Issues accessing app and API

Incident Report for FireText

Postmortem

At 13:43 on 09/04/2020 one of our database servers suffered a critical fault, resulting in requests not getting fulfilled. Automated attempts to recover and re-spawn the instance failed.

At 13:47 the team initiated manual attempts to mitigate affected traffic by isolating the affected db.

At 13:57 affected app and api services were restored, and messages were getting accepted again. As the changes were propagating, a small subset of requests will have still seen some timeouts in amongst the successes. These will have completely tailed off by 14:12.

A small backlog built up as services restarted and processes resumed. This resulted in delays for some customers.

Whilst the failed instance was being restored and re-synchronised, app users will have seen delays in seeing message reports although messages were being sent and delivered as normal.

By 14:57 the failed instance was back online, and all queues and delays cleared.

We would once again like to extend our apologies for this incident and the inconvenience caused, and would like to thank you for your patience.

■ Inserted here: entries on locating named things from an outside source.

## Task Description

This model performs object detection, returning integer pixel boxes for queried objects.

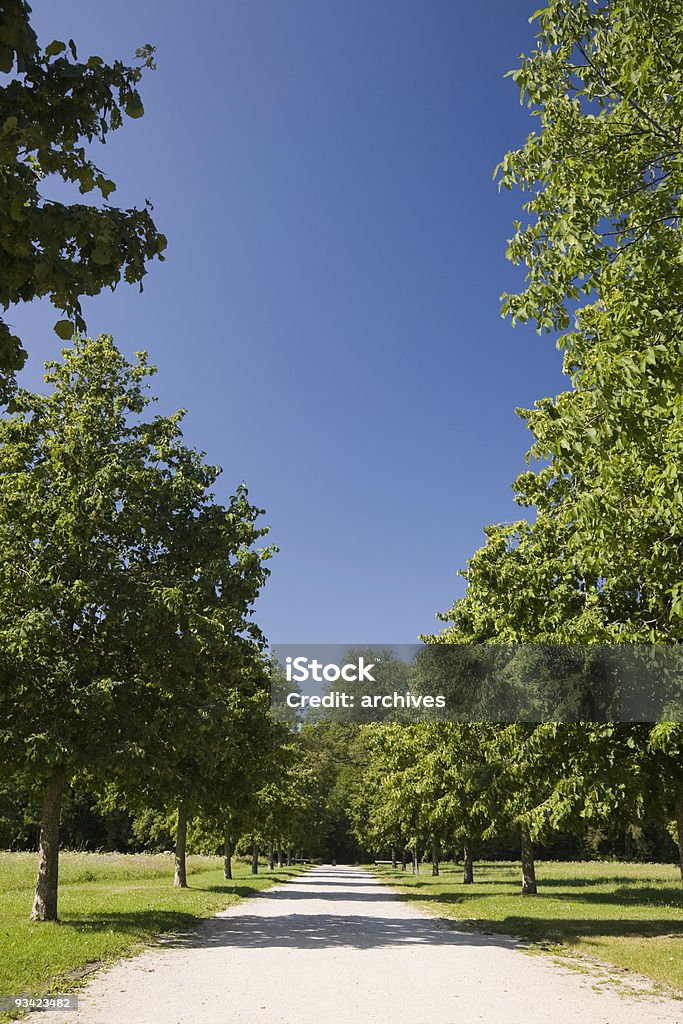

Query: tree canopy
[0,0,166,400]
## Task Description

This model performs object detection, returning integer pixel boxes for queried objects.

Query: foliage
[0,0,166,398]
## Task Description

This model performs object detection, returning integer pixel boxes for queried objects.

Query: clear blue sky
[10,0,563,644]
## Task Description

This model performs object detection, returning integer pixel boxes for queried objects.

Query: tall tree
[0,0,166,400]
[0,336,272,920]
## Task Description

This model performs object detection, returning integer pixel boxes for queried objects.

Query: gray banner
[271,644,683,724]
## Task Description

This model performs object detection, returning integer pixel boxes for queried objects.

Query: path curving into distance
[40,866,683,1024]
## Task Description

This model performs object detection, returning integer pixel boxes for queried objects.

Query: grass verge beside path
[0,852,303,1020]
[370,861,683,997]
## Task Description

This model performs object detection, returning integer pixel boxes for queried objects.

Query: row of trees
[350,723,683,895]
[357,0,683,892]
[0,336,294,920]
[0,0,321,921]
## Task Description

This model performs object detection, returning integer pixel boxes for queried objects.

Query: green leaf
[54,321,74,341]
[45,39,67,57]
[126,92,144,119]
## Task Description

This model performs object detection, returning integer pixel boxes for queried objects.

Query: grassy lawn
[371,861,683,995]
[0,853,301,1020]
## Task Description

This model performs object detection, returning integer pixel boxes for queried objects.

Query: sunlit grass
[372,861,683,993]
[0,853,301,1019]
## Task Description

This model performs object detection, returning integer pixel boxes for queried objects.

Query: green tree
[0,336,265,920]
[0,0,166,400]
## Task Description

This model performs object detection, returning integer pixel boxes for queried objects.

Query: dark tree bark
[674,794,683,883]
[173,804,187,889]
[463,836,474,886]
[521,828,537,896]
[223,828,232,879]
[31,777,65,921]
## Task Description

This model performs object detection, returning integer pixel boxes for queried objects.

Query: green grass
[371,861,683,994]
[0,853,301,1020]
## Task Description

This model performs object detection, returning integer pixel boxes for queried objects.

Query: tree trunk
[463,836,474,886]
[31,777,65,921]
[674,795,683,883]
[432,839,438,877]
[624,831,633,860]
[173,804,187,889]
[521,828,537,896]
[223,828,232,879]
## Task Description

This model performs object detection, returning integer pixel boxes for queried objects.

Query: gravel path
[39,867,683,1024]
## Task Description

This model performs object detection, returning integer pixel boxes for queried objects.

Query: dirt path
[40,867,683,1024]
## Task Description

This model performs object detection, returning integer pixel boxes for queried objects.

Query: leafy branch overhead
[0,0,166,397]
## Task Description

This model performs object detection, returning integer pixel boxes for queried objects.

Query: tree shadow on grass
[59,910,203,937]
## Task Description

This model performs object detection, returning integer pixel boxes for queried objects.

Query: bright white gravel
[40,866,683,1024]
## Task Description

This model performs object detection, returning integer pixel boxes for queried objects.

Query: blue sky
[10,0,563,644]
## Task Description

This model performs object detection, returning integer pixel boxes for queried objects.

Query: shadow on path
[164,913,520,949]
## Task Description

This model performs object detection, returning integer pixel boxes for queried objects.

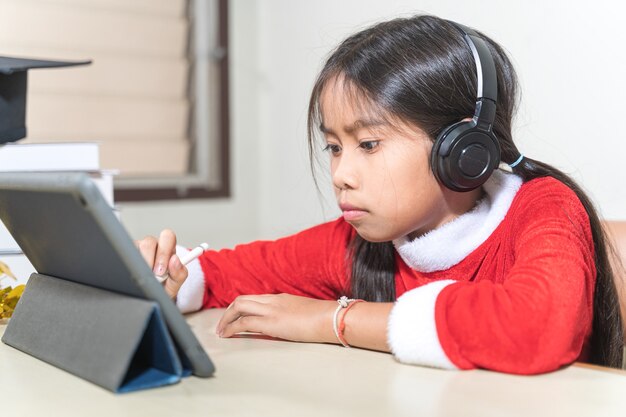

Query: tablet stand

We take every incident extremely seriously. We review, evaluate and learn from issues in full in order to mitigate against them in the future. This includes the auto-failover and how we can minimise the time taken during a manual failover. The team were alerted and all positioned within seconds on this incident. As expected, the team continued to focus on the root cause of the critical fault established within this database, and are confident a solution has been applied and tested.

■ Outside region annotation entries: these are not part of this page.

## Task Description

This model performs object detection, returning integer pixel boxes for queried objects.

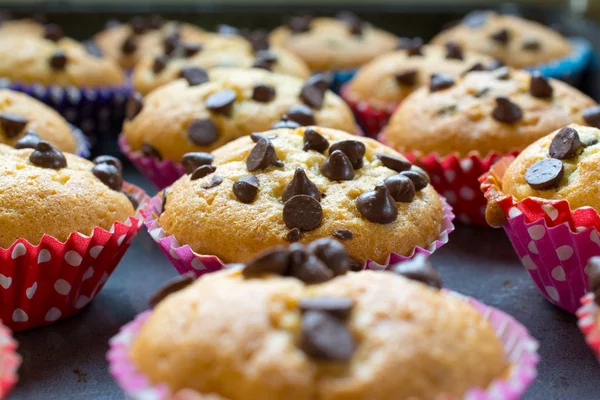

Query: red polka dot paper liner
[481,156,600,313]
[144,193,454,276]
[107,292,539,400]
[0,183,150,331]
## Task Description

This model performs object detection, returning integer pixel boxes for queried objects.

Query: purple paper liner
[144,193,454,276]
[106,291,539,400]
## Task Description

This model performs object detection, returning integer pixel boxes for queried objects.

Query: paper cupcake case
[481,157,600,313]
[0,184,149,331]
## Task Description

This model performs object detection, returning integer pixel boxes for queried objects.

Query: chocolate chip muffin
[0,141,134,248]
[431,11,572,68]
[270,12,397,71]
[381,68,594,157]
[129,247,509,400]
[0,89,77,153]
[123,68,356,162]
[159,127,444,265]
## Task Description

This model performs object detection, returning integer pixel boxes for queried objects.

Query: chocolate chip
[525,158,564,190]
[204,89,237,117]
[300,311,356,361]
[388,255,442,289]
[329,140,366,169]
[302,128,329,153]
[149,272,196,308]
[550,126,583,160]
[92,164,123,192]
[529,71,553,99]
[429,74,454,93]
[281,167,321,202]
[190,165,217,181]
[492,96,523,124]
[29,140,67,169]
[187,119,219,146]
[232,175,258,203]
[0,112,29,139]
[252,83,275,103]
[179,67,208,86]
[300,74,328,110]
[321,150,354,181]
[125,92,144,120]
[181,152,215,175]
[394,69,417,86]
[356,185,398,224]
[283,194,323,231]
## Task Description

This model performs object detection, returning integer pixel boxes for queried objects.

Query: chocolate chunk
[92,164,123,192]
[285,104,317,126]
[125,92,144,120]
[300,74,328,110]
[302,128,329,153]
[356,185,398,224]
[204,89,237,117]
[300,311,356,361]
[329,140,366,169]
[321,150,354,181]
[0,112,29,139]
[525,158,564,190]
[179,67,208,86]
[383,174,416,203]
[394,69,417,86]
[529,71,553,99]
[388,255,442,289]
[181,152,215,175]
[283,194,323,231]
[429,74,454,93]
[29,140,67,169]
[252,83,275,103]
[187,119,219,146]
[377,153,412,172]
[550,126,583,160]
[281,167,321,202]
[232,175,258,203]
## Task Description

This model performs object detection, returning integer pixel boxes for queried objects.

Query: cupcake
[380,67,594,225]
[108,244,537,400]
[481,124,600,312]
[341,38,497,136]
[431,11,592,83]
[121,68,356,188]
[270,12,397,90]
[146,126,453,274]
[0,141,145,330]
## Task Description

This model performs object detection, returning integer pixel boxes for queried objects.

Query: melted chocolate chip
[356,185,398,224]
[232,175,258,203]
[525,158,564,190]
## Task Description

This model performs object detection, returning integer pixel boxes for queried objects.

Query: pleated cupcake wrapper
[0,322,21,399]
[107,291,539,400]
[481,157,600,313]
[0,184,150,331]
[144,193,454,276]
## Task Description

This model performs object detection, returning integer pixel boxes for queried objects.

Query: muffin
[380,68,594,225]
[155,126,452,270]
[341,38,495,136]
[123,68,356,188]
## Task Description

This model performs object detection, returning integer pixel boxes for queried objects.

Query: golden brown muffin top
[383,68,594,157]
[123,68,356,161]
[0,142,134,248]
[270,13,397,71]
[431,11,572,68]
[0,89,77,153]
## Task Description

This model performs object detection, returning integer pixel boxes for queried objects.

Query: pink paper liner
[144,193,454,276]
[0,183,150,331]
[107,292,539,400]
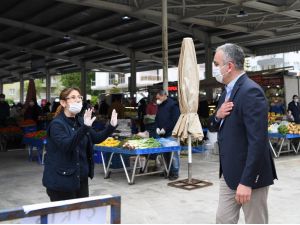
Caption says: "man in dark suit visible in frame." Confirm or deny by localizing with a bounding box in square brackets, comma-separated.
[288, 95, 300, 123]
[209, 44, 277, 224]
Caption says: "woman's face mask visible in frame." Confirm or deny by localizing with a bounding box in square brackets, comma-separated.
[68, 102, 82, 114]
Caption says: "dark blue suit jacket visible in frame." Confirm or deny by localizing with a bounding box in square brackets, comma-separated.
[209, 74, 277, 190]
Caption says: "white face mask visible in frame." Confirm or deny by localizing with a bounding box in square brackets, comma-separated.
[69, 102, 82, 114]
[215, 64, 227, 84]
[215, 68, 223, 84]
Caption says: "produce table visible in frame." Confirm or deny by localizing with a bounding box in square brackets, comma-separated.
[94, 146, 181, 184]
[269, 133, 300, 157]
[23, 137, 47, 165]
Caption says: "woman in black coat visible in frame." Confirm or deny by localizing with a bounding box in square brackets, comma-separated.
[43, 88, 117, 201]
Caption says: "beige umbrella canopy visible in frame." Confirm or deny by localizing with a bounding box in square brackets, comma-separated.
[172, 38, 203, 185]
[25, 79, 36, 107]
[172, 38, 203, 142]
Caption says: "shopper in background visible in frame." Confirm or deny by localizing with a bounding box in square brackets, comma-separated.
[108, 94, 125, 119]
[43, 88, 117, 201]
[138, 98, 147, 132]
[24, 99, 42, 122]
[209, 44, 277, 224]
[288, 95, 300, 123]
[99, 97, 109, 117]
[155, 90, 180, 180]
[144, 95, 157, 137]
[0, 93, 10, 127]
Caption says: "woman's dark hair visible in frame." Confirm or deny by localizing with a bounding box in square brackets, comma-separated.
[54, 87, 81, 117]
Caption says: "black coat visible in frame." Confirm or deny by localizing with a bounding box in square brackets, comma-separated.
[43, 112, 115, 192]
[288, 101, 300, 123]
[209, 75, 277, 190]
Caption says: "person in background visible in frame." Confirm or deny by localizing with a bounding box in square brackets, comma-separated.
[209, 43, 277, 224]
[99, 97, 109, 117]
[138, 98, 147, 132]
[43, 88, 117, 201]
[24, 99, 42, 122]
[42, 102, 51, 115]
[10, 102, 23, 121]
[144, 95, 157, 137]
[0, 93, 10, 127]
[270, 98, 285, 114]
[155, 90, 180, 180]
[288, 95, 300, 124]
[108, 94, 125, 119]
[51, 98, 60, 113]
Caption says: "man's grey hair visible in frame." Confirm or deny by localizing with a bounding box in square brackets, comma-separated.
[157, 90, 168, 96]
[216, 43, 245, 70]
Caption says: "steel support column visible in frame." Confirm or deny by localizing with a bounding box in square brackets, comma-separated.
[129, 51, 136, 98]
[80, 62, 87, 101]
[20, 74, 24, 104]
[0, 80, 3, 93]
[161, 0, 168, 93]
[46, 69, 51, 102]
[204, 35, 213, 100]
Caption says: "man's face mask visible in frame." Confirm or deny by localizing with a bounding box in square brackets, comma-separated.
[215, 63, 228, 84]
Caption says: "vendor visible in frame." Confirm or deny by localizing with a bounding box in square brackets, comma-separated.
[270, 98, 285, 114]
[0, 93, 10, 127]
[288, 95, 300, 123]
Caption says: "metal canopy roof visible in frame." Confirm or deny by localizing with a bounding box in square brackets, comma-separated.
[0, 0, 300, 82]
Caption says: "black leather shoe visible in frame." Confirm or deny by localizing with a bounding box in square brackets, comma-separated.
[169, 175, 179, 180]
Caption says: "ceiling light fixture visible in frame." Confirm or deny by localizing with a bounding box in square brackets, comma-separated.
[236, 9, 248, 18]
[64, 34, 71, 41]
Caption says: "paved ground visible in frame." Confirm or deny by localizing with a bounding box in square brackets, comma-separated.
[0, 150, 300, 224]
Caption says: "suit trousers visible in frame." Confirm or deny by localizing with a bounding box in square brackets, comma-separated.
[216, 176, 269, 224]
[47, 177, 89, 202]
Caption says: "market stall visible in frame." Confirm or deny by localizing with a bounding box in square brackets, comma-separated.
[268, 121, 300, 157]
[94, 138, 181, 184]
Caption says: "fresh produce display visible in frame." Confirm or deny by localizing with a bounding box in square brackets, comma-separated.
[96, 137, 121, 147]
[19, 119, 36, 127]
[268, 121, 300, 135]
[24, 130, 47, 140]
[0, 126, 22, 134]
[287, 123, 300, 134]
[278, 125, 289, 135]
[268, 112, 284, 124]
[122, 138, 161, 150]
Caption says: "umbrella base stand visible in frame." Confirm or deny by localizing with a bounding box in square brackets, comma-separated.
[168, 178, 213, 191]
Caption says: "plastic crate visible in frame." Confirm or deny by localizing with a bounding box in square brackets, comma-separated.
[181, 145, 205, 153]
[99, 152, 130, 169]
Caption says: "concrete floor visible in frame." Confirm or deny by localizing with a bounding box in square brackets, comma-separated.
[0, 150, 300, 224]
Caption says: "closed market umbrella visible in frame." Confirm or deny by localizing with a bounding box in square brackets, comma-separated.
[25, 79, 36, 106]
[172, 38, 203, 183]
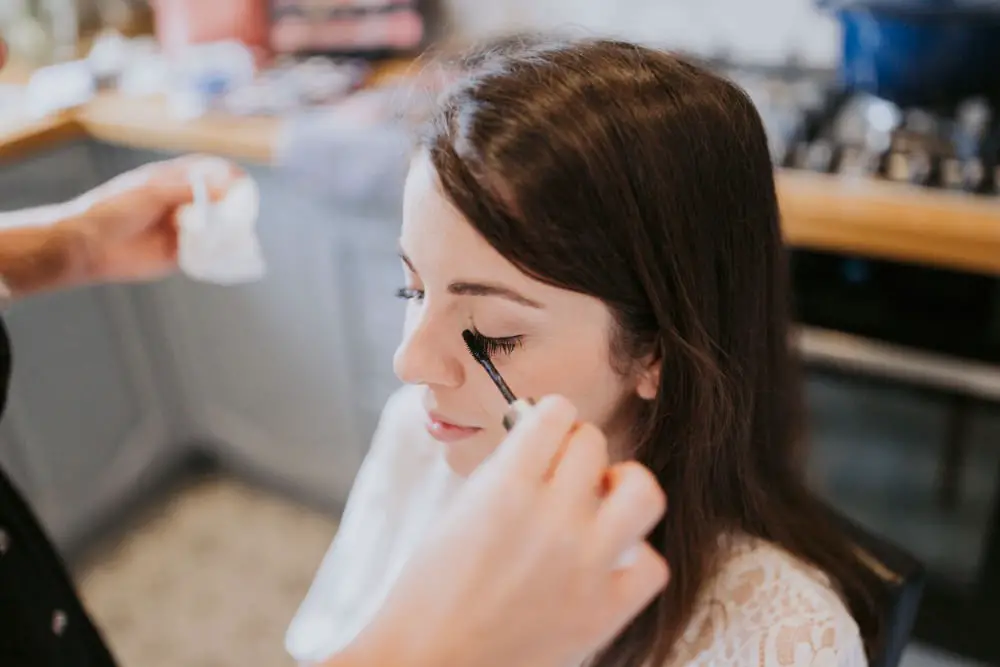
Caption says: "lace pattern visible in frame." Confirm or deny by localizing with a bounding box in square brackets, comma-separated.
[669, 537, 868, 667]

Posted Apr 10, 2020 - 13:43 BST

Resolved

This incident has now been resolved, and a postmortem will follow. We would like to apologise for any issues you may have experienced using the platform during this time.

Posted Apr 09, 2020 - 17:13 BST

Monitoring

A fix has been implemented and we are monitoring the systems.

Posted Apr 09, 2020 - 14:59 BST

Identified

The issue has been identified and a fix is in progress.

Posted Apr 09, 2020 - 13:59 BST

Investigating

We are investigating reports that some users are seeing requests to access the app and API not succeeding. We are investigating further, and will update here.

Posted Apr 09, 2020 - 13:52 BST

This incident affected: API and Application.